The next thing I’ll be doing is, I’m going to create a new application in data analytics because the stream is already created. I stopped the previous stream and I’m running my new code, the updated one, so test two. Here is the new transaction, so the new schema is transaction amount, country code, and transaction status which is normal, high or low. I skip the data stream part and I directly move to the data analytics tab, and I am creating a new application. We have multiple options for the previous application but I thought to go for the new application, and that’s what I did. Demo already exist, so demo_1, I’ve placed. Create application, again I’m repeating the same step, connecting to the data stream, I am selecting the previously selected stream, which is example input stream, and now discover schema so I’m basically checking the schema which is the new one or the version 2. Here it is. So, this is the new schema on the fly, same stream which I used, it basically determines the new schema and I’m able to go further.
The next thing I’m doing is, I’m going to the SQL editor, where I can write the SQL code on top of it, so this kinesis provides a SQL interface where you can write SQL transformation on the fly in real-time streaming data. So, I selected the SQL editor, and then just start application, so that they can start charging, three options are there, one is data source, real-time analytics and destination. We just configured the source just now, and the source is source_sql_stream001, and it’s trying to identify the schema and all the records. These are the records, which are generated by my simple python code. A few extra columns have been added for traceability and to uniquely identify those transactions by kinesis. The next thing I am doing is now writing the SQL code where I am using a Robust Random Cut Forest Algorithm. It is very simple, this is the section of code which I have written, this is the temporary stream I am creating for doing transformations, the next thing I am doing is creating an output stream which I want to see by applying some transformations. Let’s say I want to sort it on the basis of some particular column, or do an average or something, I can use this as a destination SQL stream. The most interesting part is applying the algorithm, as this algorithm is an unsupervised algorithm, I am not going to train the algorithm. It just reads the data, reads the input stream, identifies the pattern, what is normal, what is different and what is an anomaly. On the fly, it determines and starts rating the point which is different from the normal pattern. Here it is, I am using it, which is reading the input source stream and then applying the Random Robust Cut Forest Algorithm with explanations. Two versions are available, one is with explanation and the other is without explanation. With explanation we can get the insights of the data or the particular data point.

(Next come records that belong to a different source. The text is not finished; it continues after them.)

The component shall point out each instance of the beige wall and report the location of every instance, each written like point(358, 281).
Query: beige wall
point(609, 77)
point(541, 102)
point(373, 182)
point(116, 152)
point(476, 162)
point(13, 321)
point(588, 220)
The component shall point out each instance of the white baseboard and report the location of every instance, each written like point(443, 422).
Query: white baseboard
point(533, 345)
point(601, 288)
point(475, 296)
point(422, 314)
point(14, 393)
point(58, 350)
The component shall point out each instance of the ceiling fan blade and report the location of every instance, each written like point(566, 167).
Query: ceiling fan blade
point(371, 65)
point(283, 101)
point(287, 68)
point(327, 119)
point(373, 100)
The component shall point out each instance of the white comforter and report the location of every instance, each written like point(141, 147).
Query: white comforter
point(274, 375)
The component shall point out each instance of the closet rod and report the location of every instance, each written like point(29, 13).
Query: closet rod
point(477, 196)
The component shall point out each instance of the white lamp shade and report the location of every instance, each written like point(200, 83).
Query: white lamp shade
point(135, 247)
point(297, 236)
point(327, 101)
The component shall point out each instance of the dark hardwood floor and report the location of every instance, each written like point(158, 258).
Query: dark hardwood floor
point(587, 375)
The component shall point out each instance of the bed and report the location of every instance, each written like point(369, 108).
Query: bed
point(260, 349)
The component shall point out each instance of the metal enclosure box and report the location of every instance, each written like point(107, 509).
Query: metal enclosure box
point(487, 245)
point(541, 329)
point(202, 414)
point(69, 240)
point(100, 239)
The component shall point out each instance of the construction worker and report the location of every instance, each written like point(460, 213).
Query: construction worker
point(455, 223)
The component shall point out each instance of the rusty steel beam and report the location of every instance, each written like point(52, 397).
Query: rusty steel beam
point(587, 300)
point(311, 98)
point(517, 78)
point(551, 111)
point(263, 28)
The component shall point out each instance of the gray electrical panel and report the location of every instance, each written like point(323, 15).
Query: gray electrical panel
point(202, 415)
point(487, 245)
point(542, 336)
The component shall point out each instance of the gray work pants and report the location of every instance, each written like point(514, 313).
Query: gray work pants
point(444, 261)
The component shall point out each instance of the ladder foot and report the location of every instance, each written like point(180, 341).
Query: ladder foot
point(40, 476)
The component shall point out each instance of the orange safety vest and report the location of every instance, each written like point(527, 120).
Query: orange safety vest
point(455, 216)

Just to understand what those parameters mean, it basically helps you understand the number of trees involved in this Random Cut Forest, how many events or elements are in each of those trees, the sub-sample size, how long is that going to be effective in determining what’s valid and what’s not valid. That’s the time decay. The single size helps with how long you keep that for, and directionality helps you determine how to go about doing this, is it going backwards, or forwards.
This is the place where I am applying the algorithm, and this is the destination stream where I am putting it. The last thing which I have to do is save and run SQL. So, it’s saving the SQL and running the SQL. We already saw the source data and now it’s implementing the algorithm and giving you the results. All the data points, the anomaly score is 0.0. So, at the moment it is not discriminating in the data points between what is an anomaly and what is not, it is just internally training itself. It creates a window, analyses those points, understands, trains the model, and then fits the new points and tries to score that particular data point. These are the explanations corresponding to the data point, or each particular point. The destination, the third type, which I have not configured yet, we are basically losing the data. I am not saving it on s3 or any other database. I am just checking the score, and now we are getting the score. So, right now, for a normal data point, we are getting around 0.6, 0.7, 0.9, less than a 1, for the anomaly score, and sometimes when we get any high transaction or low transaction, you will see a different score. For the high one it is 4.2, so now it has started segregating the data and raising an alert by the score, that this is a high data point, its value is 4.2, for low it is showing 2. Something. So, it basically segregates both low as well as high by putting a corresponding score to it. This is it in terms of demo, now the thing is how internally this algorithm works.
What it does is, it creates a tree, it uses Random Forest and classification techniques, it creates the tree based on the data points coming in the window, two vertexes are joined by a single edge, it can hold up to 2,147,483,647 data points and then apply both unsupervised and supervised algorithms and then determine the next data point. If the next data point comes in, how it basically disturbs the forest. So we can configure the number of trees in the forest. This is one of the parameters for our algorithm.
The next thing is, whenever the forest is created in memory in the time, any new data point comes, it calculates how it is deviating from or disturbing the forest. This is how it internally works. These are the different parameters and numbers, the number of trees it creates, or when it gives better performance. This is the function which I used, and corresponding default values for that one. Just like AI or machine learning, the fraud detection or anomaly detection is applicable to all industry, all the verticals, whether it is banking, finance, healthcare or anything, so a few of the use cases which I have mentioned, such as fraud detection or roaming abuse or video surveillance, detecting or tracking the object or a traffic signal, whether somebody is going on the wrong side or not following the lane or something, so it is applicable for every domain.
Just like our use cases, it is applicable for money laundering as well, which I guess banks have started implementing, so a few of the banks are working on it. But most of them, or 99% of the banks in batch mode, not on real-time, so this is basically the first attempt of bringing this on AWS, to my knowledge, implementing real-time streaming analytics. So, the same slide, key takeaways.
We’ve basically established what anomalies are, how do you go about figuring out what the right one to pick is when you have training data and when you don’t. You want to detect the anomalies on the fly. We’ve heard about the concept of digital twins, right? So if somebody else has taken over your digital twin and is spending all your money, you don’t want to know about it several eons later and figure out that ‘oh, it’s all gone. Now I’ve to figure out how to get my money back.’ This sort of talks about the performance in numbers, AWS has also launched a service called SageMaker. These are some of the performance metrics and numbers that we have looked at and how it performs when you have many dimensions. Over there we only looked at a couple of the dimensions, where one is the transaction amount and one was the country, but you can keep adding many more dimensions and look at those things. It sort of shows how the performance was over time, and as you can see, as the number of dimensions increased the performance is a little bit lower, but so has the complexity, right? If you look at the accuracy on the other side, it talks about how the performance was for a hundred million records. The numbers are all based on a synthetic data set, which is a gaussian distribution, with roughly 0.5% anomalies created, so that is the accuracy predictions. Based on that, the client represents how it showed for that 0.5% on the diagram on the right.